We recently switched from iscsi to NPIV on our virtual (VMWare) Exchange 2003 Server. Everything works perfect so far, except that the RDM's created by Snapdrive are physical. This is a problem since it's not possible to vmotion a vm with physical RDM's. We are running 2 ESX Vsphere servers in a cluster. One is hosting the Exchange 2003 VM. I need to reboot this ESX, but I can't because it can't vmotion the Exchange vm because of the physical RDM.
Ok, I checked and one of the ESX hosts can't see the 2 luns that are connected to the Exchange vm.
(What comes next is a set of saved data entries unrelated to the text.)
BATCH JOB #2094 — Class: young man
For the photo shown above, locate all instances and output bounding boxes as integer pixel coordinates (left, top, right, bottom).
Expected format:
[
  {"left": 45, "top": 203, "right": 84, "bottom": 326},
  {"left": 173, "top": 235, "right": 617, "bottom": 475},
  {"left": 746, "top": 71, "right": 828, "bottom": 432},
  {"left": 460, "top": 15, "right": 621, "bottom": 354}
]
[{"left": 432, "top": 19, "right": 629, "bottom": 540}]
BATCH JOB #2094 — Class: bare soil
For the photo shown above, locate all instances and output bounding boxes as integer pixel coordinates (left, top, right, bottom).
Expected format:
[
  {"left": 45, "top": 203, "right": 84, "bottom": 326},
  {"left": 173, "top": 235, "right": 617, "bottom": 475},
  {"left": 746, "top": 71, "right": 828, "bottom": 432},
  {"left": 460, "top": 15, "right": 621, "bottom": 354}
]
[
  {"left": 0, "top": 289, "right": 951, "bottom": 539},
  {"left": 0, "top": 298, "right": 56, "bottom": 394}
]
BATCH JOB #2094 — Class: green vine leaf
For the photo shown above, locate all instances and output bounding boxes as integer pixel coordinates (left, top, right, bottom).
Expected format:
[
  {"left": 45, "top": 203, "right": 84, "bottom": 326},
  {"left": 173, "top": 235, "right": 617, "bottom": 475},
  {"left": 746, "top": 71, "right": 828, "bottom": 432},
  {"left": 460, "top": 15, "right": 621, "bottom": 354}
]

I wonder how I can get this working, because looking at filerview, I can see that snapdrive has automatically created an initiator group for the Exchange VM:
Ironically, I find it frustrating that this standard isn't used on all platforms. We are in the process of converting our SQL cluster into using one igroup per node. Aparently, the Microsoft team didn't check with the VMware team on making best practices consistant. Grrr...
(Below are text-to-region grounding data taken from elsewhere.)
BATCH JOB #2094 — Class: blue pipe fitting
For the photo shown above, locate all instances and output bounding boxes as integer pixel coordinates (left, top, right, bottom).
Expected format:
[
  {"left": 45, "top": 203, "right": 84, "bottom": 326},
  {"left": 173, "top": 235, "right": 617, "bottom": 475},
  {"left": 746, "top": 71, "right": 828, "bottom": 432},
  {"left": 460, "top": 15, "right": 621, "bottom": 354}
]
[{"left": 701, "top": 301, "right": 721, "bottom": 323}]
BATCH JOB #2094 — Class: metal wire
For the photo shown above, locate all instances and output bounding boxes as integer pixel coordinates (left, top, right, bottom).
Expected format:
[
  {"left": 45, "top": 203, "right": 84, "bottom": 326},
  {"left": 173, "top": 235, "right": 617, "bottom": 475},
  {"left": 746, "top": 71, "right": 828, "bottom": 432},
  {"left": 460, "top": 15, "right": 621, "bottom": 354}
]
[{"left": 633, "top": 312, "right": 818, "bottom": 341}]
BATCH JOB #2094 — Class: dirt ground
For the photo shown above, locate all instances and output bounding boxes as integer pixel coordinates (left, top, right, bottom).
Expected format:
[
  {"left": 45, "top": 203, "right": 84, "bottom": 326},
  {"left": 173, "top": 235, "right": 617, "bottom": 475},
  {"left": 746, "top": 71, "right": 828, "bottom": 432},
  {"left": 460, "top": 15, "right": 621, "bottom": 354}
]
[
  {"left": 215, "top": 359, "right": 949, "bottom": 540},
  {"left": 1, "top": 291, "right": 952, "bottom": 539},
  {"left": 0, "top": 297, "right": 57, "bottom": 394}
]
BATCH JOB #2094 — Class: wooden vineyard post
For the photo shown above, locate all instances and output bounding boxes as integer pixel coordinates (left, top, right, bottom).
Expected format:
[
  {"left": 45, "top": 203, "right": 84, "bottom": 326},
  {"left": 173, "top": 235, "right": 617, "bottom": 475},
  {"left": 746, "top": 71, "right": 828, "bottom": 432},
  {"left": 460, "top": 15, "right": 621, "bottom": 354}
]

I checked the doc on page 109 and yes it makes sense to make an igroup for each ESX cluster.
We have an igroup for each ESX server, this is not really a problem as long as we assign the sam LUN ID to the luns. The thing I don't understand is how
can the ESX server that is currently hosting the VM see the luns while the other ESX can't?
I checked zoning and there is nothing that would keep the ESX from seeing it. Ok, so I checked the lun mappings in filer view and it is only mapped to the WWN generated by ESX for the VM. There is no initiator group added to this LUN for neither ESX host. I guess by adding both ESX servers this breaks NPIV?
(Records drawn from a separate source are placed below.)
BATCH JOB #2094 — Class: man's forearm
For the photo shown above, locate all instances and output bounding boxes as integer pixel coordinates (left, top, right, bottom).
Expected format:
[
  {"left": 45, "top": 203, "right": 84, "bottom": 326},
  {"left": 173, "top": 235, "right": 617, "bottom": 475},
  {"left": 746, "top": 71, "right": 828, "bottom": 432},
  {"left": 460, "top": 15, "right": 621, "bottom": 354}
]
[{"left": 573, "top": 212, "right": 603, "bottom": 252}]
Ok, the problem is now solved. To me it seems that SnapDrive can't really do NPIV without manually creating the correct igroups before. When I installed SnapDrive it only created 2 igroups with the ESX WWPN on the filer. I would have expected it to create the igroups with the WWPN of the V-PORT that was generated when activating NPIV for the VM. This was not the case. Since the LUN's where now mapped to only the WWPNs of one of the ESX hosts in the cluster, it could not be taken over by the other ESX. I have now manually created the igroup with all the WWPN's of the ESX and the generated V-PORT WWPNs of the VM. I mapped the igroup to the luns and powered on my virtual machine again.
From the filer console I can now see that the V-PORT initiators are logged in:
GEDACV2_NPIV (FCP): OS Type: vmware Member: 21:01:00:1b:32:ba:90:29 (logged in on: vtic, 0d) Member: 21:00:00:1b:32:9a:90:29 (logged in on: vtic, 0c) Member: 21:01:00:1b:32:ba:42:de (logged in on: vtic, 0d) Member: 21:00:00:1b:32:9a:42:de (logged in on: 0c, vtic) Member: 28:37:00:0c:29:00:00:19 (not logged in) Member: 28:37:00:0c:29:00:00:18 (not logged in) Member: 28:37:00:0c:29:00:00:17 (logged in on: vtic, 0c) Member: 28:37:00:0c:29:00:00:16 (logged in on: vtic, 0d) Member: 28:37:00:0c:29:00:00:15 (not logged in) ALUA: Yes
I'm not sure if the OS type is correct but SnapDrive used the same type when automatically creating the initiators.
yes it's really really hard to find any good documentation on how to setup NPIV. The best documents I found were from brocade or Qlogic. There is nothing in the SnapDrive documentation regarding this. Even in the TR-3740 (Netapp VMWare Best Practices) there is nothing mentioned about NPIV. I'm really disappointed about this.
I'm still not a 100% sure if it is really using NPIV now. Because in SnapDrive it still only shows the WWPN's of the ESX HBA and not the virtual N-PORT WWPN's of the VM.